ISSN 1000-1239 CN 11-1777/TP

• 系统结构 •

### MPD：结点具有多个并行缓存一致性域的CC-NUMA系统

1. (高效能服务器和存储技术国家重点实验室(浪潮集团有限公司) 北京 100085) (chenjch@inspur.com)
• 出版日期: 2017-04-01
• 基金资助:
国家“八六三”高技术研究发展计划基金项目(2013AA011701)

### MPD: A CC-NUMA System with Clump Having Multiple Parallel Cache Coherency Domains

Chen Jicheng, Zhao Yaqian, Li Yihan, Wang Endong, Shi Hongzhi, Tang Shibin

1. (State Key Laboratory of High-End Server & Storage Technology (Inspur Group Company Limited), Beijing 100085)
• Online: 2017-04-01

Abstract: Large-scale CC-NUMA system usually employs two-tier architecture to reduce the overhead of cache coherence and enhance the performance of system.
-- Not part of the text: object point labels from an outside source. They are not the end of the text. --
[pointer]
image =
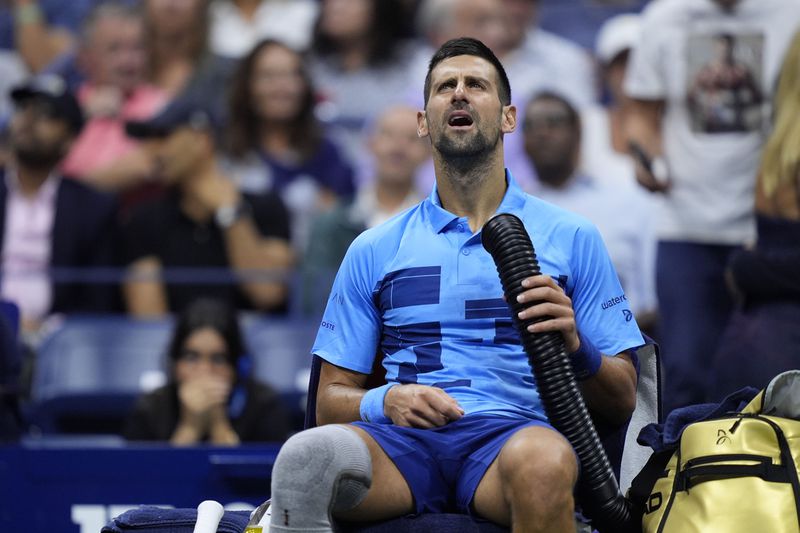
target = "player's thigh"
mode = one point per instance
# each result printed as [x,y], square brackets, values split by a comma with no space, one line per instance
[389,496]
[533,460]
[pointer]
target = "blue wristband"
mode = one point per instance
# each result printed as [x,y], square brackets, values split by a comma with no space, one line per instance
[587,360]
[371,408]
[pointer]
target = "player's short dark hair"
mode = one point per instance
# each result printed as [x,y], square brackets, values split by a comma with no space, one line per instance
[467,46]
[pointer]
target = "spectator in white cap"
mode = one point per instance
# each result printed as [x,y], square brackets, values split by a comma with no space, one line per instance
[604,147]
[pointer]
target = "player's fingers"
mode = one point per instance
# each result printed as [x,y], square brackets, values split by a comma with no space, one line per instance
[547,309]
[556,324]
[446,405]
[544,294]
[416,421]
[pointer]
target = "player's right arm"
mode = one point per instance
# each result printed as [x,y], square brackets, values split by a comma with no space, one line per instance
[340,393]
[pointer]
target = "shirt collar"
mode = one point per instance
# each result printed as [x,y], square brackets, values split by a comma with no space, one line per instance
[440,218]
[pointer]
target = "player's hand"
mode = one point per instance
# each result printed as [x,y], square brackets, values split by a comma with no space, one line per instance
[544,298]
[421,406]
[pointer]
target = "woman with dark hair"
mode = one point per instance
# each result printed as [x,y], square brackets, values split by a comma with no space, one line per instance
[274,141]
[360,64]
[209,396]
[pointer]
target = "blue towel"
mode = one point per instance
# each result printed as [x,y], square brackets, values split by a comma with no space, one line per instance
[668,434]
[159,520]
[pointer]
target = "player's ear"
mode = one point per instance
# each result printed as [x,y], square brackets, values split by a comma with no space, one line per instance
[509,118]
[422,124]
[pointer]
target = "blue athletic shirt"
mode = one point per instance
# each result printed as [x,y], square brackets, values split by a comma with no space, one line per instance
[421,290]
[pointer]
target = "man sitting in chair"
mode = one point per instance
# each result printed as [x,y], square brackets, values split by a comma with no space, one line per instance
[459,426]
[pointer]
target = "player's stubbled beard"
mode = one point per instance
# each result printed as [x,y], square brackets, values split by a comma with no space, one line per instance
[464,150]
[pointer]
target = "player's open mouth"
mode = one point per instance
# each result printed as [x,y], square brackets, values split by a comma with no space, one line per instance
[459,119]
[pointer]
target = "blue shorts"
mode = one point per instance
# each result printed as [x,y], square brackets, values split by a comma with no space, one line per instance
[444,465]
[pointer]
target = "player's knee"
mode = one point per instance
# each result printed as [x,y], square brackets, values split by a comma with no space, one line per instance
[321,470]
[542,461]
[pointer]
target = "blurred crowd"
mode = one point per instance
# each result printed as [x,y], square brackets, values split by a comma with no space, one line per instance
[153,152]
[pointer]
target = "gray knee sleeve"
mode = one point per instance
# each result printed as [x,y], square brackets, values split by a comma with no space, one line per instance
[318,471]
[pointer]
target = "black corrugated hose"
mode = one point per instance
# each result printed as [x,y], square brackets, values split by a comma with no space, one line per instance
[509,244]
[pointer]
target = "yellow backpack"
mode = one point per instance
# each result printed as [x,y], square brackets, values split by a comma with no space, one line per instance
[736,473]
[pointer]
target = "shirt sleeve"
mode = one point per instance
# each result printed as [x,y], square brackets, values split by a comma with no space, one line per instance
[350,330]
[602,311]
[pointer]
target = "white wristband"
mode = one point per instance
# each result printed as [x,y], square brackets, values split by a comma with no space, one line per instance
[371,408]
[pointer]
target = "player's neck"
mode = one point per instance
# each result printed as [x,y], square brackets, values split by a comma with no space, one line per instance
[472,190]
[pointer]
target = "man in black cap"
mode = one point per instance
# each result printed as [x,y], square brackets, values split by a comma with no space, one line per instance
[48,223]
[203,223]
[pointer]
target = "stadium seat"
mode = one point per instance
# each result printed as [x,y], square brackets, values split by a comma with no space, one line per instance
[91,369]
[10,367]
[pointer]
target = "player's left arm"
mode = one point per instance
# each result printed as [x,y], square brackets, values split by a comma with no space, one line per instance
[611,391]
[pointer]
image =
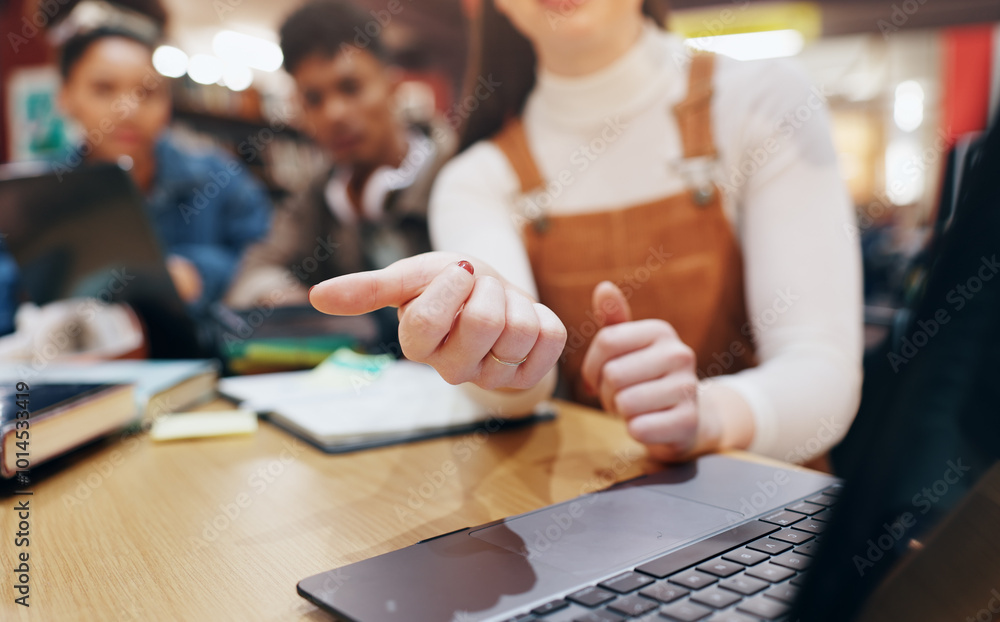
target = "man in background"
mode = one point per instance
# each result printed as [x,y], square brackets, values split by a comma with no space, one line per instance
[370,208]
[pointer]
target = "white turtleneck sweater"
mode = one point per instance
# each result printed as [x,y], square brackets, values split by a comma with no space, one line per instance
[782,194]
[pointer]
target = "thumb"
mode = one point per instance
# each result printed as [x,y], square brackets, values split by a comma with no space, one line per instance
[610,305]
[393,286]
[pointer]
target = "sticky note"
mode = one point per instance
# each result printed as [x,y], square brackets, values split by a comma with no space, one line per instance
[203,424]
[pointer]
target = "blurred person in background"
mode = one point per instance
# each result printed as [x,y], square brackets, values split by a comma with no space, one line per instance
[369,208]
[204,207]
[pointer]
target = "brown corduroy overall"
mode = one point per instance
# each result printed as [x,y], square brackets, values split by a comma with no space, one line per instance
[675,258]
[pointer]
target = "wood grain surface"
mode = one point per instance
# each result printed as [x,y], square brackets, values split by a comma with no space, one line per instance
[224,529]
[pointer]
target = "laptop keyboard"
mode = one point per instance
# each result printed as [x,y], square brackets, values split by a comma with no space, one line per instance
[749,573]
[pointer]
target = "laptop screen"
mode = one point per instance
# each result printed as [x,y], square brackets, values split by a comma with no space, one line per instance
[85,234]
[929,424]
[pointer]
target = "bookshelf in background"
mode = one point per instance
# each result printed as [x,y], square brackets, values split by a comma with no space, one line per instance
[283,158]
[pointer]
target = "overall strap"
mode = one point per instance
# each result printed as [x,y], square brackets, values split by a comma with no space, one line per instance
[694,114]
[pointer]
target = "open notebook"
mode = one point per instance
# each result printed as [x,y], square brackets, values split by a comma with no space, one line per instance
[346,407]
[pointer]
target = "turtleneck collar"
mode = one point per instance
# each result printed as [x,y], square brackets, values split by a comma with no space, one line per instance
[627,86]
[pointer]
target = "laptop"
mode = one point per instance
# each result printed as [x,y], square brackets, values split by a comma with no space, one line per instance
[84,233]
[911,533]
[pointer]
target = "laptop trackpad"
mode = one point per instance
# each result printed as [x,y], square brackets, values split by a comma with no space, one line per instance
[612,529]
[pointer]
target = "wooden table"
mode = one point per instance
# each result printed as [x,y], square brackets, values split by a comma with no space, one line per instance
[223,529]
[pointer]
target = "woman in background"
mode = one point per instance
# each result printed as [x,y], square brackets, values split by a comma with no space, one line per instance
[682,215]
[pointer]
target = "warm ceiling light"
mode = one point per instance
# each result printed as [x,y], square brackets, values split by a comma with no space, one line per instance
[205,69]
[753,45]
[237,77]
[247,50]
[170,61]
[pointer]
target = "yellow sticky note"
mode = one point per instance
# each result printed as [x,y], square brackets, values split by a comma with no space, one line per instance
[203,424]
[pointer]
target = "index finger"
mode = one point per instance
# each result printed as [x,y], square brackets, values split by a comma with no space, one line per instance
[393,286]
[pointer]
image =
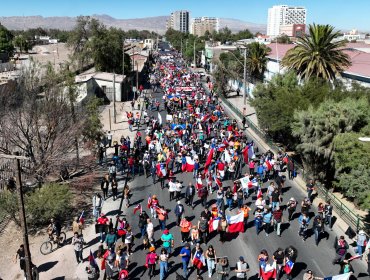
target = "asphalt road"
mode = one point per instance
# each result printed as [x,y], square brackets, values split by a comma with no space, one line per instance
[248,244]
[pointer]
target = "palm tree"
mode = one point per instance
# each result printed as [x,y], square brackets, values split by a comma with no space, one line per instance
[317,54]
[257,60]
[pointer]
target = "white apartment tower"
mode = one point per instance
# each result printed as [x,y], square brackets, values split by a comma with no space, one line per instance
[199,26]
[180,21]
[283,15]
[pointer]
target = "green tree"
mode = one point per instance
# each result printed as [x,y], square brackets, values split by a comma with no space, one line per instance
[50,201]
[316,129]
[275,103]
[352,166]
[283,39]
[6,38]
[21,43]
[257,61]
[317,54]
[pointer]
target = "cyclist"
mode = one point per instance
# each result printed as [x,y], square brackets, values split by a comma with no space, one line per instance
[54,229]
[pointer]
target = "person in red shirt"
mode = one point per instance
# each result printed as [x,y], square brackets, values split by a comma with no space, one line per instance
[131,164]
[101,225]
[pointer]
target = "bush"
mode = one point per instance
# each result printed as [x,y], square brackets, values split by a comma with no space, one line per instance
[50,201]
[9,206]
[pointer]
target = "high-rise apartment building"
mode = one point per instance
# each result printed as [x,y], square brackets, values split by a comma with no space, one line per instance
[180,21]
[199,26]
[282,17]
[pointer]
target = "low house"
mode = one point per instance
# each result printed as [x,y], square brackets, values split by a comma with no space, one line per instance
[103,85]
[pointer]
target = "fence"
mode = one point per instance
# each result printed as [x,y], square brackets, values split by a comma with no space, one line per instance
[352,219]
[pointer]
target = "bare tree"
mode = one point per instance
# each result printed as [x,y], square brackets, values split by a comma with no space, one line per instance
[40,123]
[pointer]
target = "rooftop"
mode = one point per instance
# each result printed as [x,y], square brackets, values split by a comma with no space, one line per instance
[359,54]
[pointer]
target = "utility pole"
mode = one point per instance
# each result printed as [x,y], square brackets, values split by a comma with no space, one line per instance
[194,53]
[22,214]
[245,76]
[181,46]
[114,98]
[137,76]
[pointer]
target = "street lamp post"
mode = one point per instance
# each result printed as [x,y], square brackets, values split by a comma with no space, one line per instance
[245,77]
[22,214]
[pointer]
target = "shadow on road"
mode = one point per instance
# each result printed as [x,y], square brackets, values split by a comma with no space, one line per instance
[46,266]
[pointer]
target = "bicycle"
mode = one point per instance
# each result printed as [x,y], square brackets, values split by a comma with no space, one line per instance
[47,246]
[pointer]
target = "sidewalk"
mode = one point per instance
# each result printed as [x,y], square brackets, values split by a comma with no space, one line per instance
[237,103]
[61,264]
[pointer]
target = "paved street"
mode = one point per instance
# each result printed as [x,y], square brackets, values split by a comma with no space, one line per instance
[247,244]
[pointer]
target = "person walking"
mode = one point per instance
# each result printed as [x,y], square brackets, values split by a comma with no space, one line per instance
[111,239]
[163,264]
[179,211]
[277,220]
[223,269]
[222,229]
[150,231]
[21,255]
[318,228]
[162,217]
[77,242]
[361,241]
[114,185]
[211,258]
[241,269]
[185,254]
[292,206]
[189,195]
[185,225]
[168,241]
[150,261]
[203,228]
[267,220]
[104,186]
[77,226]
[328,214]
[303,221]
[310,188]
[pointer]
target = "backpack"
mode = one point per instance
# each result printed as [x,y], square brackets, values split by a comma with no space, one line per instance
[203,225]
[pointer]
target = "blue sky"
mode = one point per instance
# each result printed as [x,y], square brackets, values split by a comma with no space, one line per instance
[340,13]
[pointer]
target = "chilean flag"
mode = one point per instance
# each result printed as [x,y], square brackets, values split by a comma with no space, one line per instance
[199,183]
[82,219]
[213,224]
[138,207]
[267,271]
[209,159]
[253,183]
[259,193]
[268,165]
[189,165]
[199,260]
[288,267]
[149,201]
[236,222]
[218,182]
[245,154]
[161,170]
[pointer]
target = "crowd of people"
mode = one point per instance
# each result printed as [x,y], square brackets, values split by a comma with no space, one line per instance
[196,136]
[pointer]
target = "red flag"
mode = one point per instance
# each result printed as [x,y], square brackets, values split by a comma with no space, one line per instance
[138,207]
[149,201]
[259,193]
[209,159]
[245,154]
[82,219]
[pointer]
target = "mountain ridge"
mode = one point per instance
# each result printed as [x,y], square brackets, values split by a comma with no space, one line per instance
[156,24]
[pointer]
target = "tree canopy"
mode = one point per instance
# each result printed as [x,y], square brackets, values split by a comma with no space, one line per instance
[6,41]
[318,54]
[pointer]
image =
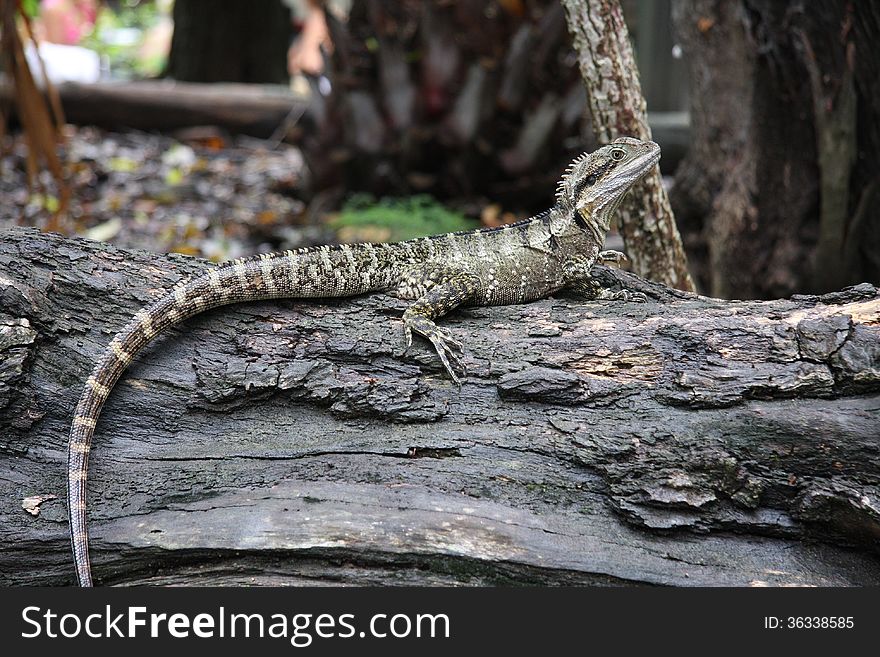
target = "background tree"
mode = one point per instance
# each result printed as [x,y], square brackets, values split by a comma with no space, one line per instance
[458,100]
[230,41]
[781,184]
[617,108]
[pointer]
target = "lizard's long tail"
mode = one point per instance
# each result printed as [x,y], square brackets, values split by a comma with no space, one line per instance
[318,272]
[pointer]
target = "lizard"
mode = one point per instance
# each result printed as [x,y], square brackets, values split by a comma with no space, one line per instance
[509,264]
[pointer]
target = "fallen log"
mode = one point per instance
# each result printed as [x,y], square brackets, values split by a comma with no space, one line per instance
[684,441]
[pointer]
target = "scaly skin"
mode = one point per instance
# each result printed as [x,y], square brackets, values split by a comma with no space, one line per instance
[511,264]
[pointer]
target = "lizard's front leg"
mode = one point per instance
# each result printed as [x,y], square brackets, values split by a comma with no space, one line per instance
[576,273]
[437,291]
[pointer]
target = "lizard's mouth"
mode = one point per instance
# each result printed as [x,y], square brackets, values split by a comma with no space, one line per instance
[616,187]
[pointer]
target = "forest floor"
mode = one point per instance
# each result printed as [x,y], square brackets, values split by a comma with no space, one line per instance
[206,194]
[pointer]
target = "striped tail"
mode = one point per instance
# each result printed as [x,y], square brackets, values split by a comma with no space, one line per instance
[318,272]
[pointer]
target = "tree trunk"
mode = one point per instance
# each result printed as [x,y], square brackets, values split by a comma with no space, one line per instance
[459,100]
[230,41]
[782,183]
[685,441]
[167,105]
[617,109]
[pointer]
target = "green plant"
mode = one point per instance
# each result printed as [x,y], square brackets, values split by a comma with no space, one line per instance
[404,218]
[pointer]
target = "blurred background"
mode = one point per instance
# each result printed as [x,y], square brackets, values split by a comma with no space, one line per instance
[222,128]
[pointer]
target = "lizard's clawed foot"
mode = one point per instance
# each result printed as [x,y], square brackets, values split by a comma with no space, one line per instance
[444,344]
[626,295]
[612,256]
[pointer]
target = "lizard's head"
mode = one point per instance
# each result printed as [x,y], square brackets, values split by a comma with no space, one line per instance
[595,183]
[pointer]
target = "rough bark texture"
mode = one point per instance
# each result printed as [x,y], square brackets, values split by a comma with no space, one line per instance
[230,41]
[782,184]
[617,109]
[684,441]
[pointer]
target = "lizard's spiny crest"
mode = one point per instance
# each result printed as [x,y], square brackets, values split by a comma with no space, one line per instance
[594,183]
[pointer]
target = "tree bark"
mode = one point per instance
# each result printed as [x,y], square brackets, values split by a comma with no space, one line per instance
[230,41]
[782,180]
[617,109]
[684,441]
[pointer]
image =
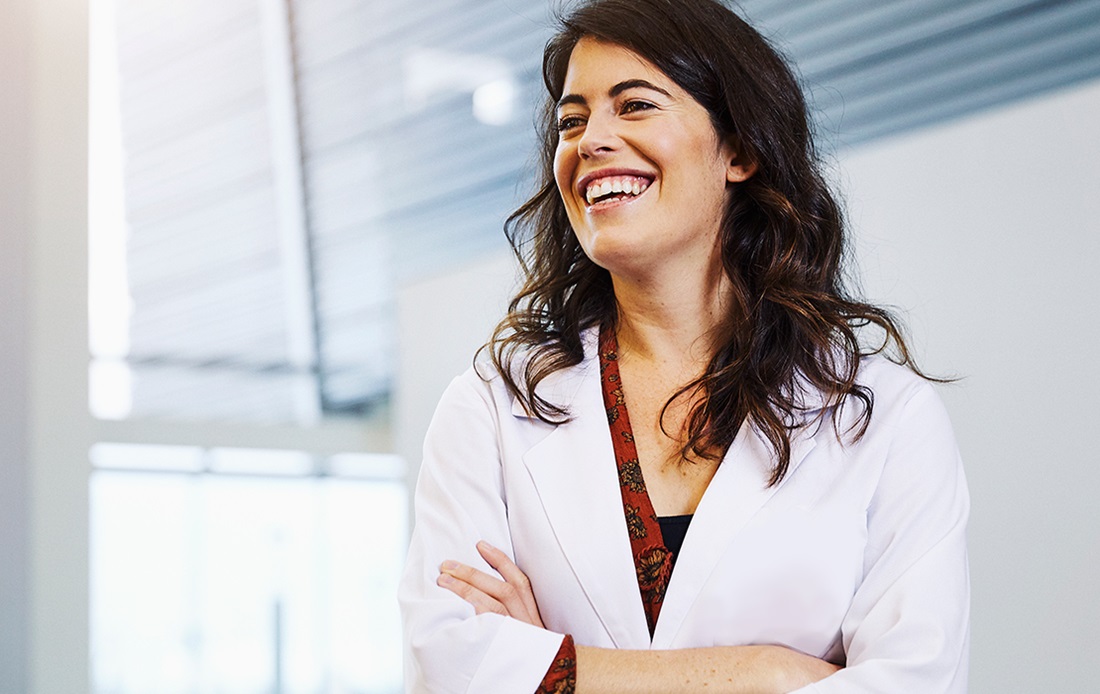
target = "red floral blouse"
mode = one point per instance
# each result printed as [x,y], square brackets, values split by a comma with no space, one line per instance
[652,561]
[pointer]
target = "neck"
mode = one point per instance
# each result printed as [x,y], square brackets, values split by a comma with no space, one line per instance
[675,322]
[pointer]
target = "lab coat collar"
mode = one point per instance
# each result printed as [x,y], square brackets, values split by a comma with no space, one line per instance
[575,476]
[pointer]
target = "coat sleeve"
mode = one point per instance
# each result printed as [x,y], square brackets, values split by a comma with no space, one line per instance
[460,499]
[908,628]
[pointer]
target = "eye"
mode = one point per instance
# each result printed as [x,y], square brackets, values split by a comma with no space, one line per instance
[634,106]
[569,122]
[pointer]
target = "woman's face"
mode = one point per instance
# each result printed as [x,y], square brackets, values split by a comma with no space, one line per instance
[639,166]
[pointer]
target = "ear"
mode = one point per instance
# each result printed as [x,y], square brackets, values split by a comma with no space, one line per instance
[739,166]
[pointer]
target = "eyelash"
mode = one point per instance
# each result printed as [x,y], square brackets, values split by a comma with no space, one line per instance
[568,122]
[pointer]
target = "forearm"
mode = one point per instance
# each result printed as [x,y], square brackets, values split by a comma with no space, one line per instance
[718,670]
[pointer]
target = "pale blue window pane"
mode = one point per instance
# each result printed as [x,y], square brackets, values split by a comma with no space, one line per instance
[207,583]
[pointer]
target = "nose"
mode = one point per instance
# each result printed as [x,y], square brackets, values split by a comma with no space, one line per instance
[598,136]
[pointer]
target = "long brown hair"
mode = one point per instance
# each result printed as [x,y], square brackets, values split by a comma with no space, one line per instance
[793,325]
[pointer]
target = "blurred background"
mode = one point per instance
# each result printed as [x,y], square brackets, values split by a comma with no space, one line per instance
[234,285]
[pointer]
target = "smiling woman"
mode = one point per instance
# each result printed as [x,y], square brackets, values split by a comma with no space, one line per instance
[680,466]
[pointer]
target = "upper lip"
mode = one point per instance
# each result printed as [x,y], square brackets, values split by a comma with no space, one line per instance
[582,184]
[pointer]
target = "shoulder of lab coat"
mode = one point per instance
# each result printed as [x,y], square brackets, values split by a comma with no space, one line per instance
[902,627]
[460,499]
[908,627]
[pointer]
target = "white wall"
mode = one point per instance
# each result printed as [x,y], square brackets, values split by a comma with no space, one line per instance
[986,232]
[43,354]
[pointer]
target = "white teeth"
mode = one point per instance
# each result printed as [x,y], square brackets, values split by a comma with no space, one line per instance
[629,185]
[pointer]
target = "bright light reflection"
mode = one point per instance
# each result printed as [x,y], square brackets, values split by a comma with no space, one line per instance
[211,584]
[109,304]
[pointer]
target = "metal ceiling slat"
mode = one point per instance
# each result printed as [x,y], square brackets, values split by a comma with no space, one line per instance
[991,81]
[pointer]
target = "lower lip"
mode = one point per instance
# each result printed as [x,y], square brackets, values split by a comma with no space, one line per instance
[611,205]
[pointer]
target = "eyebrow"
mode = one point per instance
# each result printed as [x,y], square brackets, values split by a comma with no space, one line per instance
[614,91]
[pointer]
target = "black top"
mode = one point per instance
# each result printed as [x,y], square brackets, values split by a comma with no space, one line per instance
[673,529]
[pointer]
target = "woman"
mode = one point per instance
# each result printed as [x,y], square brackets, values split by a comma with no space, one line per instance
[682,260]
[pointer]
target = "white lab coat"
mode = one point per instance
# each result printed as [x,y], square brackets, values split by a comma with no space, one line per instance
[857,555]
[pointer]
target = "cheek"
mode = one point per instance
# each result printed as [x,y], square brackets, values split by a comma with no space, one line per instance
[563,172]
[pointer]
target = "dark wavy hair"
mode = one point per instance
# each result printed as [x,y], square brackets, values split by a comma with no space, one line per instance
[793,326]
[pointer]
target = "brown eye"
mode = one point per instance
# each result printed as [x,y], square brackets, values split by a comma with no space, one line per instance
[569,122]
[635,105]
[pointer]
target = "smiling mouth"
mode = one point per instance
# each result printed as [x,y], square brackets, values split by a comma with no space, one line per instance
[615,188]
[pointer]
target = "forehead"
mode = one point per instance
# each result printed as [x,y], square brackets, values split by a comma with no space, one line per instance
[596,65]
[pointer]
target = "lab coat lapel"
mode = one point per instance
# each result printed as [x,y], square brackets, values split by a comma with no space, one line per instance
[739,488]
[574,473]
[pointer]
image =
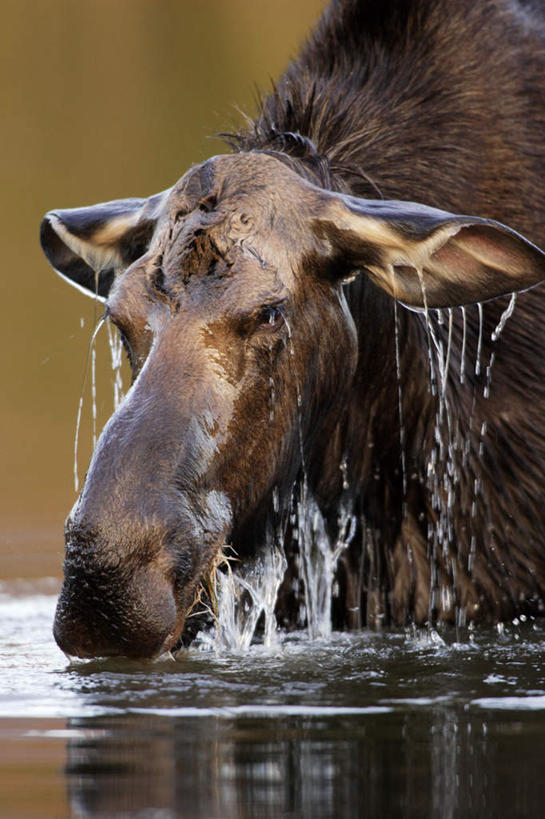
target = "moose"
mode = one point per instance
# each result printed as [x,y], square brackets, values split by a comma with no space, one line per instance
[341,307]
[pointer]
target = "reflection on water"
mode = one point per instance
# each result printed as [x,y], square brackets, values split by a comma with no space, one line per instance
[363,724]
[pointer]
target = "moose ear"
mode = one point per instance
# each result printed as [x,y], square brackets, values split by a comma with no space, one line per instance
[88,246]
[426,257]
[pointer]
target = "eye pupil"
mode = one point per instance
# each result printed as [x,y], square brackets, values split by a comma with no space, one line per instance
[271,317]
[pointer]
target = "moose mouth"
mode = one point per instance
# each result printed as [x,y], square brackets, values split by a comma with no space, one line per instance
[115,610]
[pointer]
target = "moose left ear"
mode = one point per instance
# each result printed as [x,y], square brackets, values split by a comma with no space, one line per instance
[426,257]
[88,246]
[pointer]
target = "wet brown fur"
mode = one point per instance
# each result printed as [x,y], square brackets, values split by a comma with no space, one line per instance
[438,102]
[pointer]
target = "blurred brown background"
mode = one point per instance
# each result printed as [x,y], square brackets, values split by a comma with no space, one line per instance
[100,99]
In a two-tier system, various processors and a coherence chip are located in an intra-clump cache coherency domain, and various coherence chips are interconnected by a system interconnection network so as to form an inter-clump cache coherency domain. Since every processor occupies at least one processor ID number in the cache coherency domain, and the number of processor ID numbers that can be distinguished by every processor is limited, CC-NUMA system expands the scale only by increasing the number of clumps, not by increasing the scale of clump. This leads to the over-large number of clumps and complicated topology structure in a multi-processor system, thereby increasing the bandwidth and latency of cross-clump memory access. To solve this problem, we propose a new method to construct multi-processor system, called MPD, in which a clump has multiple parallel cache coherency domains. This method solves the problem of limited clump scale brought about by limited number of processor supportable by a processor in a domain. Compared with traditional CC-NUMA system, MPD system not only significantly reduces the system topological complexity, but also effectively improves the system performance. Theoretical analysis and simulation results show: compared with 32-way CC-NUMA system, MPD system constructed by same processors can achieve 75% reduction in the number of nodes, more than 40% savings in consistency directory storage, 27.9% average reduction in access latency and about 14.4% improvement in system performance.